I said yesterday that I tend to think that this was probably right, although I was a little irritated that Wessel did next to nothing to present it as anything other than a self-evident truth.

But there's the thing. Even accepting all this to be true, still I'm struck by the fact that there is not one word of anything even remotely like blame against anyone in this whole account (unless you count the obstreperous Sheila Baird.). Really now. I know this was a time of crisis, but didn't anyone think to spare just one moment to marvel if nothing else, against the narcissism, the bloated greed, the heart-fatally-bent-on-mischief recklesness, that threw us all into this mess?

Maybe, but you wouldn't guess it from Wessel. But even conceding that we had to fatten these lords of misrule, you'd think that someone might have cherished the irony.

There seems to be something about the regulator mindset here, although it is a bit hard to pin down. As to culprits, it is impossible to put any direct blame on Bernanke himself, who seems to be the most selfless of public servants. Nor (with perhaps slight qualification) against Tim Gerthner, the man born with the briefcase under his arm. Henry Paulson, Treasury Secretary and former head of Goldman Sachs, is perhaps a tougher case although nobody that I know of has suggested that he made direct private profit on the deal.'

But how refreshing it would have been if just one of these regutors had muttered, just once and sotto voce (though within earshot of Wessel)--"I'd really like to tie these guys to an anthill and cover them with honey."

Maybe wht prompted me to this was an encounter with Michael Froomkin's dismay at the scot-free escape of all Bush's foreign policy bad-guys. Froomkin's proposed 11th-hour last-next-best remedy: shunning.
Shun Ridge. Shun Yoo. Shun Rove. Shun Gonzales. Shun all the torturers and torture enablers, and shun the perverters of law and justice. Don’t ever put anything their way. Don’t give them a visiting gig. Don’t invite them on TV. Don’t buy their books. And make it contagious. Make them professional lepers. Make the people who give them treats sorry they did it.
It's a start. And in a very limited way, it may be happening. Indeed, it amuses me to learn that one of those shunning Alberto ("Speedy;" "Fredo") Gonzalez may be his old mentor and protector--boy what a class act that guy is.

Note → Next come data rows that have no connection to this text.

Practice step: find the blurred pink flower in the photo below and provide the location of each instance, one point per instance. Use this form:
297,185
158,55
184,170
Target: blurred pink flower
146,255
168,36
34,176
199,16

But why stop there? In addition to shunning, how about shaming? I admit that these guys may be beyond all capacity for shame, but we might get some comfort nonetheless. As I recall, bankrupts in Scotland used to have to wear dunce caps so people would be able to identify them and know of their shame. Closer to home, how about a "financial predator register," like the sexual predator register, so we will know which of these guys is living in our neighborhood, among vulnerable school children? Or faces on the post office wall? Or endlessly repeating episodes of COPS, or those old-crimes eyebrow-raisers which seem to be the only thing besides Obermann and Maddow that actually run on MSNBC?

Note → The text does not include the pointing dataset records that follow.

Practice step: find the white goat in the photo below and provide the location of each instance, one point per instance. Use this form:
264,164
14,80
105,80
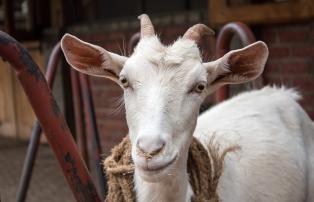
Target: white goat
164,87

Or how about the pillory? Yes, the pillory would be nice. HE SOLD ADULTERATED SECURITIES. Smack! goes the rotten tomato. FLOOSH!--that was a cabbage. And if anyone dares to call it "cruel and unusual"--why, I suspect we might find something in the files of the Justice Department that would be just the protection we need.

Friday, August 21, 2009

Appreciation: Wessel on Bernanke

There's a delicious moment of unintended hilarity in the midst of In Fed We Trust, David Wessel's absorbing account of life at the epicenter of the non-meltdown last fall---together with a cautionary moral. The subject is Sheila Bair. Recall that Bair is the "strong-willed" Wessell's phrase and somewhat fortuitous (by Wessell's account) chairman of the Federal Deposit Insurance Commission.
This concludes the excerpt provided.